Using chunktuner alongside Haystack (2.x)

chunktuner ranks chunking strategies on your corpus; Haystack runs preprocessing, embedding, and retrieval pipelines. Haystack is not a dependency of chunktuner — install it separately.

Typical workflow

  1. Run chunk-tune recommend ./my_docs --use-case rag_qa --output-format yaml and parse best.config (ChunkConfig: name, params).
  2. Map character-oriented params (e.g. chunk_size_chars from recursive_character) to Haystack’s DocumentSplitter units (split_by="word" uses word counts, not characters).
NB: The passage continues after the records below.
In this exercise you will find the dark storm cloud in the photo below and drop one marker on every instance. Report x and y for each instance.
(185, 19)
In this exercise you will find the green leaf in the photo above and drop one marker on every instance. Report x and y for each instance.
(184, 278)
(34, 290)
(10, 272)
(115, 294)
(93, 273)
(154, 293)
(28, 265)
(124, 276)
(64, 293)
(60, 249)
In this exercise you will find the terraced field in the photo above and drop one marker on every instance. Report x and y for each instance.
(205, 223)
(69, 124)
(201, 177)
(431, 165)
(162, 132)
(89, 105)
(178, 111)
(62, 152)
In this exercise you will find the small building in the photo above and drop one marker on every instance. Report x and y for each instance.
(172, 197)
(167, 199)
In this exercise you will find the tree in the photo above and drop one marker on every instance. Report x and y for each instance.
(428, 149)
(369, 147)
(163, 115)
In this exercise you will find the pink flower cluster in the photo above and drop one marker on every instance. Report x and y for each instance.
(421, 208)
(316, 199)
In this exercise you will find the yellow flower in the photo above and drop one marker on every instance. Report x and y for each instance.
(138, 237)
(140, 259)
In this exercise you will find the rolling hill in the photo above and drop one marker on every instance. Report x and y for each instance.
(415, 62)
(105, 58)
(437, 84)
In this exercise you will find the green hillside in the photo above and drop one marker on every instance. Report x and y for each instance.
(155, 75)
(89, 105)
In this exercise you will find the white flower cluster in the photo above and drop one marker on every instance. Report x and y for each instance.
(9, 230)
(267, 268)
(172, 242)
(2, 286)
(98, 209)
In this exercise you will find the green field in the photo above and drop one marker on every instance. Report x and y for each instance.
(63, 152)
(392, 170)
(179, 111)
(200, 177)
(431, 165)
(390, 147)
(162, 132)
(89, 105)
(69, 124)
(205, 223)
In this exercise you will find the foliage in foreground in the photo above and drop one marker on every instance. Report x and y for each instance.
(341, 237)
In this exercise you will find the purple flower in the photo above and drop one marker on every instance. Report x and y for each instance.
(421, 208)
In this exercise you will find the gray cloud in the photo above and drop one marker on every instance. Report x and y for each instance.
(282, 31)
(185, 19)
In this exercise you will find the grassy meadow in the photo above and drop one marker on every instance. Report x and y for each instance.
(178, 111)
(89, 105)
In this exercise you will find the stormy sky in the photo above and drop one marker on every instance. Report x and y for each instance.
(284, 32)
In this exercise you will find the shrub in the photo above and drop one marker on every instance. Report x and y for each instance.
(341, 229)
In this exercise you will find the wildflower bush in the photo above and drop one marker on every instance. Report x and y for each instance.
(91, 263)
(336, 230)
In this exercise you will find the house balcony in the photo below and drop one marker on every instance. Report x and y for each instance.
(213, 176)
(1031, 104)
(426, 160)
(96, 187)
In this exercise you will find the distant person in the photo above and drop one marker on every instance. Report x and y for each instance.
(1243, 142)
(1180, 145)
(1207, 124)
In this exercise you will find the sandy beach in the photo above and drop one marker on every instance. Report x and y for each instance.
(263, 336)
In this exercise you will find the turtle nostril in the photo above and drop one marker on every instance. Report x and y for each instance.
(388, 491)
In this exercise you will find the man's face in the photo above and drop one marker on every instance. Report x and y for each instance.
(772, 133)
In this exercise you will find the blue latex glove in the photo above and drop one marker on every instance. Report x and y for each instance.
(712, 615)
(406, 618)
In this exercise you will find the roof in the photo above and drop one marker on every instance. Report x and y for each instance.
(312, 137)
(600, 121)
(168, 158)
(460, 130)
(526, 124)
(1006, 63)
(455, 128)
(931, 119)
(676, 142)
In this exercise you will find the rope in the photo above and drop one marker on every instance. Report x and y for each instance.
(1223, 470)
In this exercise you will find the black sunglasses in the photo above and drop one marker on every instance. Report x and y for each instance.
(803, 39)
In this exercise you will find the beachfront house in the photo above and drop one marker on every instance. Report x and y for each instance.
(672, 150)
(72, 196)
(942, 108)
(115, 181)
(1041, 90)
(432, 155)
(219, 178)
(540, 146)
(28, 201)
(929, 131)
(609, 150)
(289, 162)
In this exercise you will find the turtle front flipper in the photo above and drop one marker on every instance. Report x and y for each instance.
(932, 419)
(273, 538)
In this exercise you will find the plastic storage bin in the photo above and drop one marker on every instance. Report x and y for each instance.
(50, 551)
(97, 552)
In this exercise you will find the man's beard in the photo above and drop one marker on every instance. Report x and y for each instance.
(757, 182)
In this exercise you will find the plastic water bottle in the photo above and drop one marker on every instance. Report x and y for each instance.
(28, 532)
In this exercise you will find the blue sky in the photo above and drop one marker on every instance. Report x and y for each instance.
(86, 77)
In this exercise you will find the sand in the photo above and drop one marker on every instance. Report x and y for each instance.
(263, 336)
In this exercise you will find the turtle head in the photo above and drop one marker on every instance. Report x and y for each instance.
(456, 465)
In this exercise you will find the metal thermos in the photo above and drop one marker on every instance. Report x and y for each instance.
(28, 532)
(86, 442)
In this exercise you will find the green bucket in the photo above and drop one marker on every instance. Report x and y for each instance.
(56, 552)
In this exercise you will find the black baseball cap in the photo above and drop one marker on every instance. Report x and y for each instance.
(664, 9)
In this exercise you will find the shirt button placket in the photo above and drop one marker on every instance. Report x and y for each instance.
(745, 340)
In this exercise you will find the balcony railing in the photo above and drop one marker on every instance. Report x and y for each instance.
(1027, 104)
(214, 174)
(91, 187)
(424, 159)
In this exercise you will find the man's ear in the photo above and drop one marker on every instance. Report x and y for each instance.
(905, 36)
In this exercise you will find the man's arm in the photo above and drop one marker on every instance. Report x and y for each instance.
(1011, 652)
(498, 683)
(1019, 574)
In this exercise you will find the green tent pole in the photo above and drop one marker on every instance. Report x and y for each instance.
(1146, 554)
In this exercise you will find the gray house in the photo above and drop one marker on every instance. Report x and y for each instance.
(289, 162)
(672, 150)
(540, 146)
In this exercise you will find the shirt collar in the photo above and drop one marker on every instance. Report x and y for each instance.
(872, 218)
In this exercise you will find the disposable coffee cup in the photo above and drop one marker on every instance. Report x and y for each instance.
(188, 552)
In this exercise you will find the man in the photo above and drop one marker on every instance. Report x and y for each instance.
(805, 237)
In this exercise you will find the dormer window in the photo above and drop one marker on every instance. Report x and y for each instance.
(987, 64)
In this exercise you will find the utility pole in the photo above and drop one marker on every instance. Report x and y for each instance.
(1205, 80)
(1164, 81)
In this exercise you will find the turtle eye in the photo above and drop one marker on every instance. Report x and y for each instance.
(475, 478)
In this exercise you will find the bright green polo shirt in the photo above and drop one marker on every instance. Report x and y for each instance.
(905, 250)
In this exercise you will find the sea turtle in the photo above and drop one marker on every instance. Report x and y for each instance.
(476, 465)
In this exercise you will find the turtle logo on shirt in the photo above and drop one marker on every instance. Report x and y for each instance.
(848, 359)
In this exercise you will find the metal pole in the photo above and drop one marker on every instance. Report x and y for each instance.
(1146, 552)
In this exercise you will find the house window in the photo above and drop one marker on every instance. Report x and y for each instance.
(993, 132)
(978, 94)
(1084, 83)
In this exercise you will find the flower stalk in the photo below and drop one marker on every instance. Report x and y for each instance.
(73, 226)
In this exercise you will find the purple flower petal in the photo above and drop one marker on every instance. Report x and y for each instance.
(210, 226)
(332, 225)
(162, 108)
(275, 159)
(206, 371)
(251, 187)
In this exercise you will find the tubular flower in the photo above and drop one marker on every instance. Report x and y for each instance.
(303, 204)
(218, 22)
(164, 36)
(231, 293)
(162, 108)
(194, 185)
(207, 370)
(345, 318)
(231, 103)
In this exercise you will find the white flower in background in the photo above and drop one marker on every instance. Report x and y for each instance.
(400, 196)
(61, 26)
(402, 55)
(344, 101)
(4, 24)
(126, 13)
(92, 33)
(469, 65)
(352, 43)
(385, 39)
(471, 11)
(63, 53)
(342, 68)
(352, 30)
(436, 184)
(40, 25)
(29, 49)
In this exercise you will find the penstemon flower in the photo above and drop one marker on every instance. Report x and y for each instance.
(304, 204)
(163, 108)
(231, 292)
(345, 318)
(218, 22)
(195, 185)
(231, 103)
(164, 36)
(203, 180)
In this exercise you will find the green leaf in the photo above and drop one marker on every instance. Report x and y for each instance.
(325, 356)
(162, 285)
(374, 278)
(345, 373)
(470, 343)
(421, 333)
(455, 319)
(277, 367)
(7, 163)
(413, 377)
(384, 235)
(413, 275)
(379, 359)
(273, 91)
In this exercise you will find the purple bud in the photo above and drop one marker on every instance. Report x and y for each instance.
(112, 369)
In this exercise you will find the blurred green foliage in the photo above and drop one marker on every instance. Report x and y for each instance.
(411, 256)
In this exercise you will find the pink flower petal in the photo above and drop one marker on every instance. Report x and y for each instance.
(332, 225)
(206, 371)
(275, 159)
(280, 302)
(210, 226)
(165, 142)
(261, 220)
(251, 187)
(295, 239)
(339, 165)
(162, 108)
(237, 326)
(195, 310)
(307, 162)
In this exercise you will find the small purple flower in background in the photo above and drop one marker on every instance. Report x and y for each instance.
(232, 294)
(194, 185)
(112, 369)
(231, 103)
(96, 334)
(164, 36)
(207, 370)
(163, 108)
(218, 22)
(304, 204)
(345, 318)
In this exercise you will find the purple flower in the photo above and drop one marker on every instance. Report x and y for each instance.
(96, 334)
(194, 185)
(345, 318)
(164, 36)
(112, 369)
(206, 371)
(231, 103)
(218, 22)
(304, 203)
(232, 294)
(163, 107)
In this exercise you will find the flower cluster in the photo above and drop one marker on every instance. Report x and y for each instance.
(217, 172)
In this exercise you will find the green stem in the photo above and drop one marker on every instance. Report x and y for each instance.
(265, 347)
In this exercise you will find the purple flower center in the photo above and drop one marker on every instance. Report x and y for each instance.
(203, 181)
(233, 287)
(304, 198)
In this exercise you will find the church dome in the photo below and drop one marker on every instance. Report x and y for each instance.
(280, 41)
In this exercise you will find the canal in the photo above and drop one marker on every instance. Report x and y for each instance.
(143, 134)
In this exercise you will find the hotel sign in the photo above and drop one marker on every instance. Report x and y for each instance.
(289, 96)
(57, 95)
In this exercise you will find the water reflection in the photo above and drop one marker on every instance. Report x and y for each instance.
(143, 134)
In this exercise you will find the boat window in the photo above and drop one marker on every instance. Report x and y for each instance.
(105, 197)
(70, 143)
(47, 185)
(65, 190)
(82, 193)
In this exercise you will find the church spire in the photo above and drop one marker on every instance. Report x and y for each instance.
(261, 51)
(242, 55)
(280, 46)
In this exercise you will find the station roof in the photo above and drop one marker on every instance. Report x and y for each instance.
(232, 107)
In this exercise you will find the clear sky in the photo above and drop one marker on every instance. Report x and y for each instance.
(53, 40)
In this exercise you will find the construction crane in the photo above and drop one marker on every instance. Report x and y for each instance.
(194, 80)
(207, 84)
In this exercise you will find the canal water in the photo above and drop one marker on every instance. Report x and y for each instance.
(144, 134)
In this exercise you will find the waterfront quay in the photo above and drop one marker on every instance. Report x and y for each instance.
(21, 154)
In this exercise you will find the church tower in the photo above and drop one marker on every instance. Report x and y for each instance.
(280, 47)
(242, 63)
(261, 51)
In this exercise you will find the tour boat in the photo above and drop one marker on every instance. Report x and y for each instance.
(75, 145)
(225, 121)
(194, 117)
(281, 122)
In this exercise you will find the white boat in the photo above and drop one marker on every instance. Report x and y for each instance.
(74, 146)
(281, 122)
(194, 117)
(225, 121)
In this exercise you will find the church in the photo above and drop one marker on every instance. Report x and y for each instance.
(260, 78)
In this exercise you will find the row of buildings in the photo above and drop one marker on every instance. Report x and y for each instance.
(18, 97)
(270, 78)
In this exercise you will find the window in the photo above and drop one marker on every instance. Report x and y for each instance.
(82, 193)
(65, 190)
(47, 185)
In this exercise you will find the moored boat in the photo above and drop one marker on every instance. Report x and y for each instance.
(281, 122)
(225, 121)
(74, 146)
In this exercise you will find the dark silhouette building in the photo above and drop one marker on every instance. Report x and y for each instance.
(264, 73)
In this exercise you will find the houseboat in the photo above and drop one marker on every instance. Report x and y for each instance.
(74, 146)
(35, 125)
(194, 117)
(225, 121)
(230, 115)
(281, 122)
Calibrate split_length / split_overlap empirically or by approximating words ≈ chars / 5 for rough English prose.

Example: Haystack Document from chunktuner chunks

from pathlib import Path

from chunktuner import FileIngestor, default_registry
from chunktuner.models import ChunkConfig
from haystack import Document

docs = FileIngestor().ingest_dir(Path("./my_docs"))
strategy = default_registry.get("recursive_character")
cfg = ChunkConfig(name="recursive_character", params={"chunk_size_chars": 1600, "chunk_overlap_chars": 100})
chunks = strategy.chunk(docs[0], cfg)

haystack_docs = [
    Document(content=c.text, meta={"doc_id": docs[0].id, "chunk_id": c.id, "start": c.start_offset, "end": c.end_offset})
    for c in chunks
]

Example: DocumentSplitter after a rough char → word mapping

from haystack.components.preprocessors import DocumentSplitter

# Illustrative: map a character target to a word budget — validate on your data.
splitter = DocumentSplitter(split_by="word", split_length=300, split_overlap=30)
# result = splitter.run(documents=haystack_docs)

For recursive splitting closer to LangChain’s hierarchy, Haystack also documents RecursiveDocumentSplitter — chunktuner does not emit its separator list today; use chunktuner-produced chunks when you need parity with an evaluation run.